Advances in Machine Learning and Deep Learning Techniques for Grape Disease Classification: A Comprehensive Survey
DOI:
https://doi.org/10.70917/ijcisim-2026-2470Keywords:
Crop disease detection, grape, machine learning, deep learning, literature surveyAbstract
The health and productivity of a vineyard can be maintained through the early diagnosis of grape disease. Incorporating machine learning (ML) and deep learning (DL) methods has demonstrated to be a very effective strategy for this challenge. The recent developments in DL and traditional ML techniques for the recognition and categorization of the grapevine disease are discussed in this review. Alongside the traditional ML methods like fuzzy logic systems and Support Vector Machines (SVMs), a variety of methods have been recognized, which include Convolutional Neural Networks (CNNs), Generative Adversarial Networks (GANs), capsule networks, residual networks and hybrid methods. Hyperparameters have been adjusted through optimization algorithms which include Improved Salp Swarm Optimization (ISSA), while the improvement of model efficiency for real-time and mobile applications is finished by attention mechanisms and lightweight architectures.
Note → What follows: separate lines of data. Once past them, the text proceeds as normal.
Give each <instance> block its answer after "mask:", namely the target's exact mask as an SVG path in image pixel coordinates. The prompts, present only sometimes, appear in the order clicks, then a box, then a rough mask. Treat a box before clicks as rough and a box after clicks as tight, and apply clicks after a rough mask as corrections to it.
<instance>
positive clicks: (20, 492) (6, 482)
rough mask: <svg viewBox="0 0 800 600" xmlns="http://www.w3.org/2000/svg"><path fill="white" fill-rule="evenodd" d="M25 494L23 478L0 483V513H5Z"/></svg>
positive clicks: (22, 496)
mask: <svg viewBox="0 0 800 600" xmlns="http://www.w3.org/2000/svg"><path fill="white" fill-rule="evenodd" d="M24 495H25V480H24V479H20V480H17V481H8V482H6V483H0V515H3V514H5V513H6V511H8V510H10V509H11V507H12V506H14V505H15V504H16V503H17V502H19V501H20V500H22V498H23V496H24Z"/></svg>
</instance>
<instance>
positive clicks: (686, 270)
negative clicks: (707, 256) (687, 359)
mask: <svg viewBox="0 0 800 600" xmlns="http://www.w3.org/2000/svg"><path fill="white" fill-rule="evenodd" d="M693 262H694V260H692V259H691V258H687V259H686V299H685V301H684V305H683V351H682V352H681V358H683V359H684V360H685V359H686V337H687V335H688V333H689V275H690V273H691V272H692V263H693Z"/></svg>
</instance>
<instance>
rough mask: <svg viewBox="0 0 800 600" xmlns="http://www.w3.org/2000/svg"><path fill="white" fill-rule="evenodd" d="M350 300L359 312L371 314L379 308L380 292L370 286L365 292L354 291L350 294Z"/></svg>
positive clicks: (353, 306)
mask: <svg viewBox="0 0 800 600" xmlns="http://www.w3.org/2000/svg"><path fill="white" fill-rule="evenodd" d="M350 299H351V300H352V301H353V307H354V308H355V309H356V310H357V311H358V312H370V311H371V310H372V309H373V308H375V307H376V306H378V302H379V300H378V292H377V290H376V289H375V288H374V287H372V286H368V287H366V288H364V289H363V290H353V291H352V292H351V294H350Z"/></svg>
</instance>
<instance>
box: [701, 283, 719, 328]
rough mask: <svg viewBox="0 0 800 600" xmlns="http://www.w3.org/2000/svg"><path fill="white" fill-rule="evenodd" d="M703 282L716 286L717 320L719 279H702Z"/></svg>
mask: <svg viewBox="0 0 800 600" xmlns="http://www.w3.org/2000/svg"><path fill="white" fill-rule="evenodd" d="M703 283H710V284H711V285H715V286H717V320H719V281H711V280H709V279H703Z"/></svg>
Furthermore, GAN-based data augmentation methods resolve the limitations of small datasets. Even with advancements in robustness and classification accuracy, problems regarding computational efficiency, generalizability, and real-time deployment in natural environments still exist. The strengths and weaknesses of these techniques are thoroughly analyzed. In this review, providing awareness into future research for grape disease detection.